Kalamkari is a highly popular form of hand-painted or block-printed cotton textile and paintings, which is created mostly in countries like India and Iran. The name originates from Persian words qalam (pen) and kari (craftmanship), and literally this means drawing with a pen.
Andhra Pradesh is famous all over for this form of art. The major forms are Srikalahasthi in Chittoor district, and Machilipatnam Kalamkari created at Pedana near Machilipatnam in Krishna district. The latter is believed to have evolved centuries ago under the patronage of the Mughals followed by the Golconda sultanate.
The two distinctive styles of Kalamkari art form in India are the Srikalahasti style as well as the Machilipatnam style. In the Srikalahasti form of Kalamkari, the pen is used for the purpose of free hand drawing of the main subject while the color filling is completely hand worked. This style is associated with religious identity and seen in the form of temple hangings, scrolls, chariot banners and depicted scenes related to Hindu epics like Ramayana, Mahabharata as well as Puranas and other mythological classics.
Kalamkari, as an art form witnessed its peak during the period of the wealthy Golconda sultanate of Hyderabad, in middle ages. The Mughals were believed to have extensively patronized this craft. Kalamkari art is still being practiced by many families in the state of Andhra Pradesh.

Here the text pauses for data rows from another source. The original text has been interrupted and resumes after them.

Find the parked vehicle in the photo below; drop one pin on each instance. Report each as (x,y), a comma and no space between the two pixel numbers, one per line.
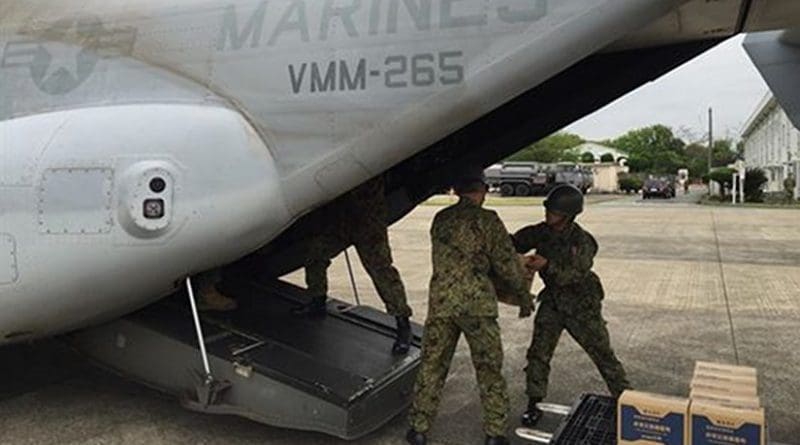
(661,187)
(532,178)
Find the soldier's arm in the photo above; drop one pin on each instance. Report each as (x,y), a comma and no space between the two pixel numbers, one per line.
(528,238)
(505,261)
(574,267)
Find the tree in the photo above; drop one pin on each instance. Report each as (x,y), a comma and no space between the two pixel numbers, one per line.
(723,153)
(696,160)
(653,149)
(754,181)
(554,148)
(722,176)
(697,156)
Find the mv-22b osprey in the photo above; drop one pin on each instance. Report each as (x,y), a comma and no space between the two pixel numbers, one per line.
(145,141)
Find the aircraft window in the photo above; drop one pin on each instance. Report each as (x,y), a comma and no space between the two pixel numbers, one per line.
(157,185)
(154,208)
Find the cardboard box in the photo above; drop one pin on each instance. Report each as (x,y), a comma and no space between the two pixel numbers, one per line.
(732,401)
(727,378)
(644,418)
(720,368)
(713,424)
(724,389)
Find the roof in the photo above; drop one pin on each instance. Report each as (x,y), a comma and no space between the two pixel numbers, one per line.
(764,108)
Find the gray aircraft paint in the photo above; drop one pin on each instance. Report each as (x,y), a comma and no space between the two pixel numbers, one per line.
(210,96)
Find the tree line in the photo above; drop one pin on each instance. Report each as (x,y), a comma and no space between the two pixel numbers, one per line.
(654,149)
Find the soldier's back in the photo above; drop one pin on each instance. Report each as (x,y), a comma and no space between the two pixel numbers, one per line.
(460,284)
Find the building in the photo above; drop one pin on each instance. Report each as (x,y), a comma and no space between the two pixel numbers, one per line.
(598,150)
(605,174)
(772,143)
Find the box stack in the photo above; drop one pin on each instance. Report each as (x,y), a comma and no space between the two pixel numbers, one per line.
(645,418)
(725,408)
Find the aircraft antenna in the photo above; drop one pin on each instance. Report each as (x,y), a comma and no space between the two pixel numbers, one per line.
(352,277)
(200,338)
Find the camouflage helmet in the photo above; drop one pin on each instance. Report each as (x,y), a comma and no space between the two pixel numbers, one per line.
(565,199)
(470,179)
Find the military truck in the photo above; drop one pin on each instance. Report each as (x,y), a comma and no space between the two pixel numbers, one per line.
(533,178)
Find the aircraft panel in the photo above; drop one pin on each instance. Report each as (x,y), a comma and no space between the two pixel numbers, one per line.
(772,15)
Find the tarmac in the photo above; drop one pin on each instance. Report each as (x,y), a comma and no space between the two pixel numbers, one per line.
(683,282)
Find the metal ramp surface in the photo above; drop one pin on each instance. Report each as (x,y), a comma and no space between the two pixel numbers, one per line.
(334,375)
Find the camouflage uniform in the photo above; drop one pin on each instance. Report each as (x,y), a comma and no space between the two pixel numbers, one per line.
(358,218)
(468,243)
(571,300)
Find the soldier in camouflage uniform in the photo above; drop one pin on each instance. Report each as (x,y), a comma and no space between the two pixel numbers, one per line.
(358,218)
(469,243)
(572,297)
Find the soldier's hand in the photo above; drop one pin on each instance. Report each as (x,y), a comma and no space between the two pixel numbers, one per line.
(537,262)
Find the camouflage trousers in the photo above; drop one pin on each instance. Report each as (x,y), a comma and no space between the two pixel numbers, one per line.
(376,256)
(588,328)
(438,345)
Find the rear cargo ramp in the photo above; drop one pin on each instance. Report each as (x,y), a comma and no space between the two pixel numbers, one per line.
(334,375)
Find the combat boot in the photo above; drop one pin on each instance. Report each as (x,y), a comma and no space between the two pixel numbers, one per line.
(496,440)
(403,341)
(317,307)
(213,300)
(415,437)
(532,415)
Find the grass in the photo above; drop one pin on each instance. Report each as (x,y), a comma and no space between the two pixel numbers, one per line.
(500,201)
(753,205)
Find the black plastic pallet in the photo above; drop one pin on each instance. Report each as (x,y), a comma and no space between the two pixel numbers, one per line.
(592,421)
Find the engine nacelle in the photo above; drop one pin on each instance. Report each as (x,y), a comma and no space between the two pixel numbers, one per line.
(105,209)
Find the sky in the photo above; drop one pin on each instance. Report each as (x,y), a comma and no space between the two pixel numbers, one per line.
(722,78)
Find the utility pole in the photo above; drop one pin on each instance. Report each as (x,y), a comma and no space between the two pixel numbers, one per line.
(710,137)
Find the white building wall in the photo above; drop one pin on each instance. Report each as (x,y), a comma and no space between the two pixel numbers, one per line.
(772,143)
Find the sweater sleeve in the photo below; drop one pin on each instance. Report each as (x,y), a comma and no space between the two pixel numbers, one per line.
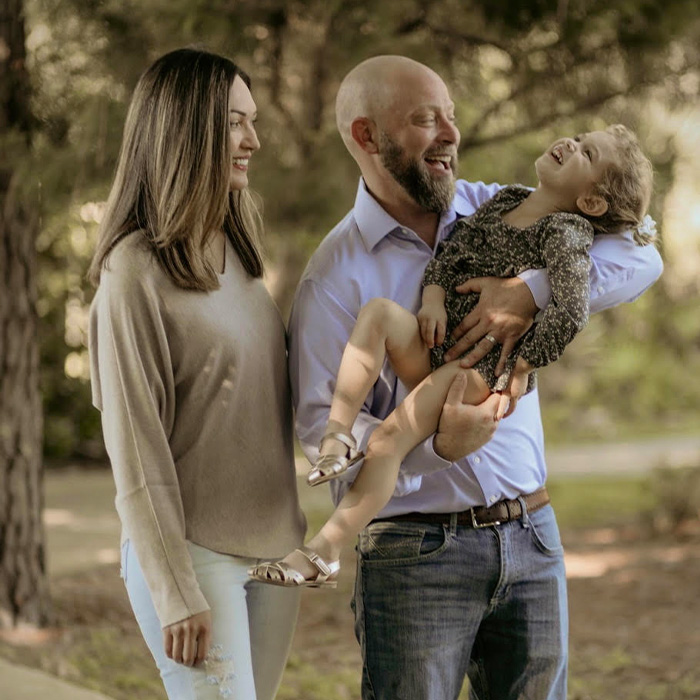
(134,388)
(565,242)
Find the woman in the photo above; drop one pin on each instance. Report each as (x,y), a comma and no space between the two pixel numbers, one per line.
(189,372)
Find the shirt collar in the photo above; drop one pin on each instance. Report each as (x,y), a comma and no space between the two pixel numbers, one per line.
(374,223)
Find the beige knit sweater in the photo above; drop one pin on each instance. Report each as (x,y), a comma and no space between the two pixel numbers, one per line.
(197,419)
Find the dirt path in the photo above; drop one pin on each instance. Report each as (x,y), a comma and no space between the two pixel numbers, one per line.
(634,607)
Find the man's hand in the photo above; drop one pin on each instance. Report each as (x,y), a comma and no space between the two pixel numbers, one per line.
(516,387)
(464,428)
(187,641)
(505,311)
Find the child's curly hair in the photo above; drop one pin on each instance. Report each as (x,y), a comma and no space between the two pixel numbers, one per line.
(626,187)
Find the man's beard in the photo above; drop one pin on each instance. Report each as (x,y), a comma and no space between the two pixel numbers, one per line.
(433,194)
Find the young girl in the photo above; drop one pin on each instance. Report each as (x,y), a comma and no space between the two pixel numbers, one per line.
(598,182)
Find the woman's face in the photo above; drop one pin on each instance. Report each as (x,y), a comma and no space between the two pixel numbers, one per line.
(244,141)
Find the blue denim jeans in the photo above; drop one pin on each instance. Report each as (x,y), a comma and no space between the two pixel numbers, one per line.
(434,603)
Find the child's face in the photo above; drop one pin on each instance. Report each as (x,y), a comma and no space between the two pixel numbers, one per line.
(572,166)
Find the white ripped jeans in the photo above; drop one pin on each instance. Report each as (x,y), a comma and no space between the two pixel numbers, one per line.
(252,629)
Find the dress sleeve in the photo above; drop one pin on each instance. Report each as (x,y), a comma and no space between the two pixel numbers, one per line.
(442,270)
(565,244)
(134,388)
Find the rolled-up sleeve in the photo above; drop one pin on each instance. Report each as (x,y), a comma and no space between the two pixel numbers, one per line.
(621,271)
(133,387)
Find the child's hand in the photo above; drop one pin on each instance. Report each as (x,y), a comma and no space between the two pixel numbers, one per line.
(432,320)
(515,389)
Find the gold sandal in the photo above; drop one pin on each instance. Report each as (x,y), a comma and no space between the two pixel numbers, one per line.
(328,467)
(279,573)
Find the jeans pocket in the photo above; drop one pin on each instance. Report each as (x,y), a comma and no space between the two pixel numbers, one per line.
(545,532)
(124,556)
(387,543)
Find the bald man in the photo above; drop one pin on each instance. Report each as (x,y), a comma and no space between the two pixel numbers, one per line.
(462,572)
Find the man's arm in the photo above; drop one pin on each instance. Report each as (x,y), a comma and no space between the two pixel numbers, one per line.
(620,272)
(320,326)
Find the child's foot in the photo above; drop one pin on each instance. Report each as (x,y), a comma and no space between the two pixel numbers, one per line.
(338,452)
(301,568)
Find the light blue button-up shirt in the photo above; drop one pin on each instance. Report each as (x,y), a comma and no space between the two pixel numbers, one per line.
(369,254)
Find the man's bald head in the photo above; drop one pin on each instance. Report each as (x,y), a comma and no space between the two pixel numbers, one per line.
(372,90)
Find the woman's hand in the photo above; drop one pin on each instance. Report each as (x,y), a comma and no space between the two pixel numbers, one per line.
(187,642)
(432,320)
(517,386)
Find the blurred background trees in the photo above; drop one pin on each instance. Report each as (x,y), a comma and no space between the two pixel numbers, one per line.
(521,73)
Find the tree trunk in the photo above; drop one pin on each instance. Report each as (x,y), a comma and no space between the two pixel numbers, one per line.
(24,598)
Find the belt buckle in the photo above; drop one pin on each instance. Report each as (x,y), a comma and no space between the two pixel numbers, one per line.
(478,526)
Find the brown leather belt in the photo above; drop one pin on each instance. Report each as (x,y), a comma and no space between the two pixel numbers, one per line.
(479,516)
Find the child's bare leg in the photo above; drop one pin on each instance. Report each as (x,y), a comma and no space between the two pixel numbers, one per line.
(410,423)
(383,329)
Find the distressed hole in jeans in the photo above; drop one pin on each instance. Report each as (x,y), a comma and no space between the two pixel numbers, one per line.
(219,669)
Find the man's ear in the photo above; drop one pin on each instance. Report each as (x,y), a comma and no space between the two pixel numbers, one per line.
(592,205)
(364,134)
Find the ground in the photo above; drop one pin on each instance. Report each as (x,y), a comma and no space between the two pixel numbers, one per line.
(634,609)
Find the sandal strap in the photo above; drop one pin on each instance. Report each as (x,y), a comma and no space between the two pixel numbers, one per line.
(279,571)
(325,569)
(347,440)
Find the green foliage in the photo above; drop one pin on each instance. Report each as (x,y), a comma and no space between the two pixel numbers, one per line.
(520,73)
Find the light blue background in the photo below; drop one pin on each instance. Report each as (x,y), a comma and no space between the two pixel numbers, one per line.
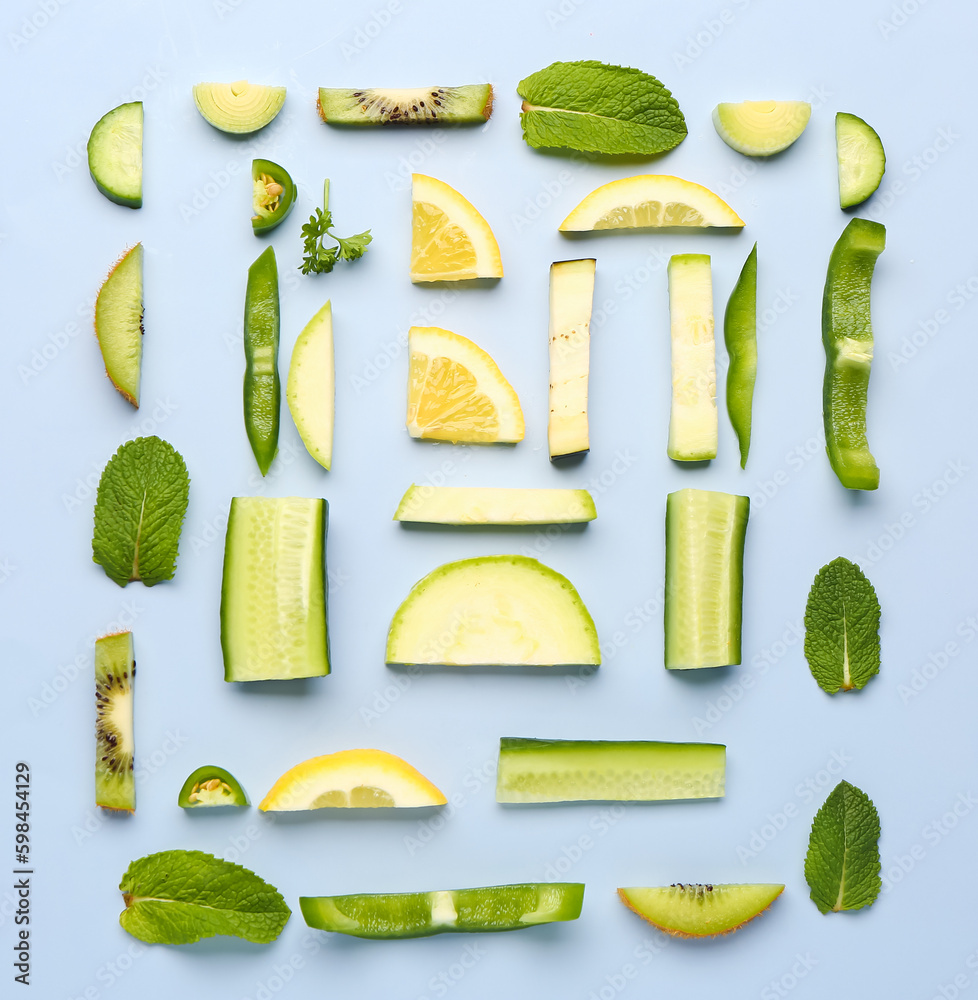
(913,752)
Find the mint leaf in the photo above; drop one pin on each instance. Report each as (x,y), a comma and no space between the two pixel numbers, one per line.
(142,499)
(178,897)
(842,621)
(593,107)
(842,867)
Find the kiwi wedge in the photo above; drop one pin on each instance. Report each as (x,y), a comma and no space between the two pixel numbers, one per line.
(468,105)
(695,910)
(115,669)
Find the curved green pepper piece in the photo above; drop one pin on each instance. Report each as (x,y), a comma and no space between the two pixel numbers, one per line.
(273,195)
(740,336)
(262,389)
(847,336)
(211,786)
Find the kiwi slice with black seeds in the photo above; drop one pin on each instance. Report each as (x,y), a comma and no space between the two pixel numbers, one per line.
(468,105)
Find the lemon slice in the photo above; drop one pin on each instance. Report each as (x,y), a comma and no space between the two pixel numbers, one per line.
(450,240)
(650,201)
(457,393)
(351,779)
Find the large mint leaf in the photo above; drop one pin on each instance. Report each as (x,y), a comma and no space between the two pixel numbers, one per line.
(842,867)
(592,107)
(142,499)
(842,620)
(178,897)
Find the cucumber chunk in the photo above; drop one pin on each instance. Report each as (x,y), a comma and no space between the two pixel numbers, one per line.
(607,770)
(273,598)
(693,419)
(861,159)
(705,534)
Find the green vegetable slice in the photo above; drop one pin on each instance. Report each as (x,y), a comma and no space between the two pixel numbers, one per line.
(607,770)
(847,335)
(842,867)
(593,107)
(262,388)
(420,914)
(740,337)
(842,620)
(178,897)
(139,510)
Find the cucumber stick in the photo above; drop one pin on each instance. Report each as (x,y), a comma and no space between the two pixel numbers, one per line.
(693,420)
(847,335)
(618,770)
(571,292)
(273,598)
(705,534)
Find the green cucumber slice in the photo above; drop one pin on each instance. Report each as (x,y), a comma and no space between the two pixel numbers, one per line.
(493,611)
(115,154)
(740,337)
(705,534)
(273,598)
(608,770)
(693,418)
(847,336)
(861,159)
(462,505)
(571,293)
(420,914)
(689,910)
(211,786)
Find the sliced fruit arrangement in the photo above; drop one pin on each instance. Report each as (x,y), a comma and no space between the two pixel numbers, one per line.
(420,914)
(457,393)
(450,240)
(608,770)
(571,294)
(463,505)
(238,107)
(273,597)
(272,195)
(115,154)
(861,159)
(262,388)
(761,128)
(691,910)
(593,107)
(705,534)
(211,786)
(650,201)
(310,390)
(467,105)
(115,672)
(693,416)
(119,323)
(740,338)
(847,335)
(352,779)
(493,611)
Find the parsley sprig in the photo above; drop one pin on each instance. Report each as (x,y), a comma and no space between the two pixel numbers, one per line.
(319,258)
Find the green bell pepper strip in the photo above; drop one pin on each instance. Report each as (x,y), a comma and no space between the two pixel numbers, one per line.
(740,336)
(262,388)
(273,195)
(847,336)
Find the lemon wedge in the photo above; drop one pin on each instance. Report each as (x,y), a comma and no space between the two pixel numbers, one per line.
(450,240)
(650,201)
(457,393)
(351,779)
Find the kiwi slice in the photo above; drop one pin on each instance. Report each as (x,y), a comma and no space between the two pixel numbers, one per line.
(695,910)
(468,105)
(115,669)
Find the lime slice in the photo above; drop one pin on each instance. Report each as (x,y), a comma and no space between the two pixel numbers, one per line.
(420,914)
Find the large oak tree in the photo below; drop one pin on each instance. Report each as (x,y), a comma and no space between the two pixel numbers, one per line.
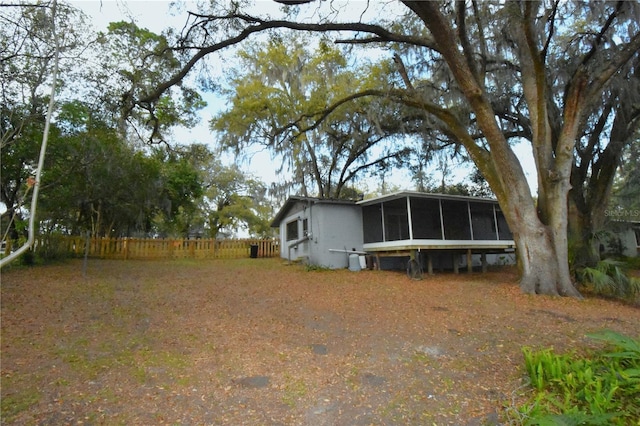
(469,57)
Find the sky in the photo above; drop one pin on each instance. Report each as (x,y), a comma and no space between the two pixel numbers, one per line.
(158,15)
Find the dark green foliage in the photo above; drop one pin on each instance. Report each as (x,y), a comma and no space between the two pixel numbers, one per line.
(609,278)
(600,388)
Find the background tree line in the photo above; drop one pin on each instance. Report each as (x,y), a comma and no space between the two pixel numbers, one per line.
(111,167)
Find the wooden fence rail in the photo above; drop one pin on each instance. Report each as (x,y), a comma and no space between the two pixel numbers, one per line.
(135,248)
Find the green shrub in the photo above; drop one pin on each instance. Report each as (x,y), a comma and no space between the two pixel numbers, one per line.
(609,278)
(601,388)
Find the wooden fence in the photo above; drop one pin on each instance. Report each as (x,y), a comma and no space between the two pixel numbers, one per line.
(134,248)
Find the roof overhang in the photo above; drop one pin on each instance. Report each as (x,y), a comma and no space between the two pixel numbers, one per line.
(293,200)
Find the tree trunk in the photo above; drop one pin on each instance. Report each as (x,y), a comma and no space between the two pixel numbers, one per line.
(541,261)
(582,249)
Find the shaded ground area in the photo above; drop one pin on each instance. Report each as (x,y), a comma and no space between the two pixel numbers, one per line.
(256,342)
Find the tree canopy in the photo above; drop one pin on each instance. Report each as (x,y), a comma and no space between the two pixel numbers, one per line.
(483,73)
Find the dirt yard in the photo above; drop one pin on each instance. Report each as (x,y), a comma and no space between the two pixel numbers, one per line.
(257,342)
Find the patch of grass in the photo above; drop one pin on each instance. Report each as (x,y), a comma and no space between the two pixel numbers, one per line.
(601,388)
(13,404)
(610,278)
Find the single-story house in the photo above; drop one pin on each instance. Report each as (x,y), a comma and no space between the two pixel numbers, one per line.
(445,231)
(319,232)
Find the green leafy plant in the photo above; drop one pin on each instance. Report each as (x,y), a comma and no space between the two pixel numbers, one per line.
(601,388)
(609,278)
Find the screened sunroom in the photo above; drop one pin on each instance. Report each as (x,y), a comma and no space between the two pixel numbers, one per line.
(435,226)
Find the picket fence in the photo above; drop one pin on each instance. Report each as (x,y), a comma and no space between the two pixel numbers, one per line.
(135,248)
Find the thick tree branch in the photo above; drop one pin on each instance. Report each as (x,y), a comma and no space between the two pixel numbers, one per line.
(257,25)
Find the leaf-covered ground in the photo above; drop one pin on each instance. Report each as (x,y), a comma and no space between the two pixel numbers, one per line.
(257,342)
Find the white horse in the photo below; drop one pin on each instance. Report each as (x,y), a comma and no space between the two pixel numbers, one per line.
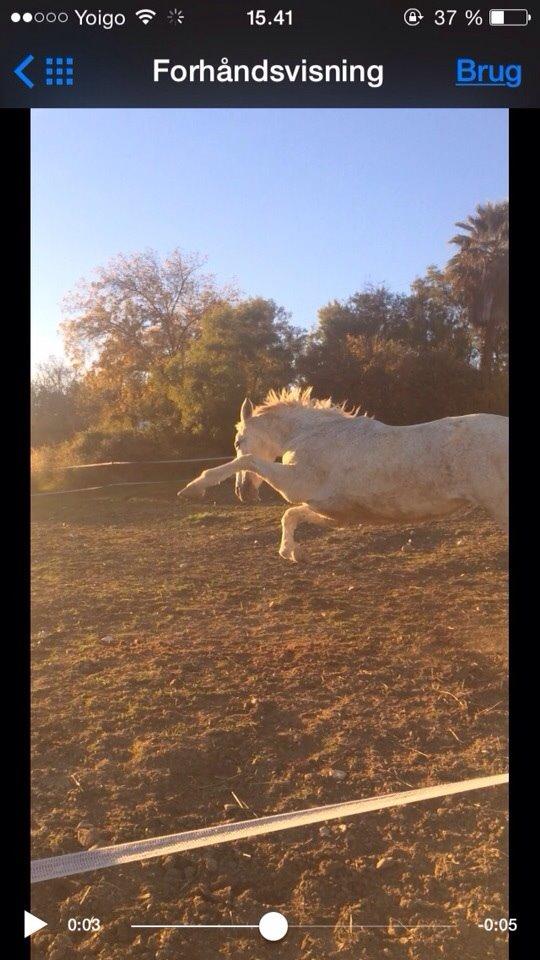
(342,468)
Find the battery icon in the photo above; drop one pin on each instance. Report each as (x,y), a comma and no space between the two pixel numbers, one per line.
(509,18)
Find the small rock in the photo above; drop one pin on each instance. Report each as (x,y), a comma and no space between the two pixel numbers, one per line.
(87,835)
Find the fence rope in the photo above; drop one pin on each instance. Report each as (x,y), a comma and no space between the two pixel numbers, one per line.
(71,863)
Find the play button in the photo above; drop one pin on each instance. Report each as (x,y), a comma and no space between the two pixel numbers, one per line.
(32,924)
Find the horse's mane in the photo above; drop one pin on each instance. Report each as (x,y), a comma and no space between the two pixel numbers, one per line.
(301,397)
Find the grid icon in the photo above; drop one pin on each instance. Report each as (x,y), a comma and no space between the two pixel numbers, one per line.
(59,71)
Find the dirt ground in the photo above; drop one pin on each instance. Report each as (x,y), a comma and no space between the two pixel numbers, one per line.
(181,668)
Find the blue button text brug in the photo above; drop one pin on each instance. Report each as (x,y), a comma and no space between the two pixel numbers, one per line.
(469,73)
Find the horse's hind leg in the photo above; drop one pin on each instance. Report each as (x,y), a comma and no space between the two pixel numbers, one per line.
(289,549)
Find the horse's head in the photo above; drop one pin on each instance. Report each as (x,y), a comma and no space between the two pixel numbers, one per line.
(251,437)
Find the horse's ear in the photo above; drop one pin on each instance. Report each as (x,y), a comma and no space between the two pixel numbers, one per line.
(246,410)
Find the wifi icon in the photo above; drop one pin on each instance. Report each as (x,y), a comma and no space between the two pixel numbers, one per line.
(145,16)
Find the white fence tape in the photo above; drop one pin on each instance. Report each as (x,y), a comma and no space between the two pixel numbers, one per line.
(136,463)
(120,483)
(71,863)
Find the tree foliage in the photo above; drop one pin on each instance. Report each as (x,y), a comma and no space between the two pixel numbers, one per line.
(163,355)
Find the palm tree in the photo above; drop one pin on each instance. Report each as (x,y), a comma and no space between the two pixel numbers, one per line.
(479,275)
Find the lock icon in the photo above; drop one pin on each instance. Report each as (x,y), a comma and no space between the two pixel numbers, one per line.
(412,17)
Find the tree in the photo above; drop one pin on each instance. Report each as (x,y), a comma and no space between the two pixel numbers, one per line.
(426,319)
(139,310)
(54,408)
(478,273)
(242,349)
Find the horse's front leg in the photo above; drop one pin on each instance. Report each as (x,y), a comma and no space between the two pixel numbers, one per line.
(289,548)
(282,477)
(210,478)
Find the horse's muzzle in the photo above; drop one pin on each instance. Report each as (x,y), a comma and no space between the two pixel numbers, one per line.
(245,489)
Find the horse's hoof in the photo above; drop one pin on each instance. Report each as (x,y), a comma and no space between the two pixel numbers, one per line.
(293,556)
(191,492)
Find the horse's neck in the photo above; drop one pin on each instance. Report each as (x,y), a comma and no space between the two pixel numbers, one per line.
(284,423)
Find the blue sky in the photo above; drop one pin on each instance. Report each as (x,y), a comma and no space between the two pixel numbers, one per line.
(303,206)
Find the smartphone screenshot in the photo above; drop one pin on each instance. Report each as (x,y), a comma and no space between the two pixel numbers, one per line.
(267,264)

The first step in the process involves tightening the cloth by seeping it in a solution of astringents and buffalo milk followed by drying it under sunlight. Subsequently, colours like red, black, brown, and violet part of the designs are clearly outlined using a mordant and later the cloth is placed in alizarin. The cloth is covered, except for those parts which have to be dyed in blue colour, in wax, following which it is immersed in the indigo dye. The wax part is then scraped away while the remaining areas are clearly painted by hand.
For creating the design contours, artists make use of bamboo or date palm stick which is pointed at one end with fine hair bundle attached to the pointed end like a brush or pen. The pen is also soaked in a mixture containing fermented jaggery and water and later the vegetable dyes. Dyes used for the cloth are derived from various roots, leaves extract as well as the mineral salts of tin, copper, iron, and alum while cow dung, plants, seeds, and crushed flowers are used for obtaining the natural dye. Kalamkari is popular for depicting the epics like Ramayana or Mahabharata and recently Kalamkari technique is also being used to depict certain Buddhist art forms. The paintings and wall hangings made through the Kalamkari technique finds great appeal among customers and art collectors from all over the world.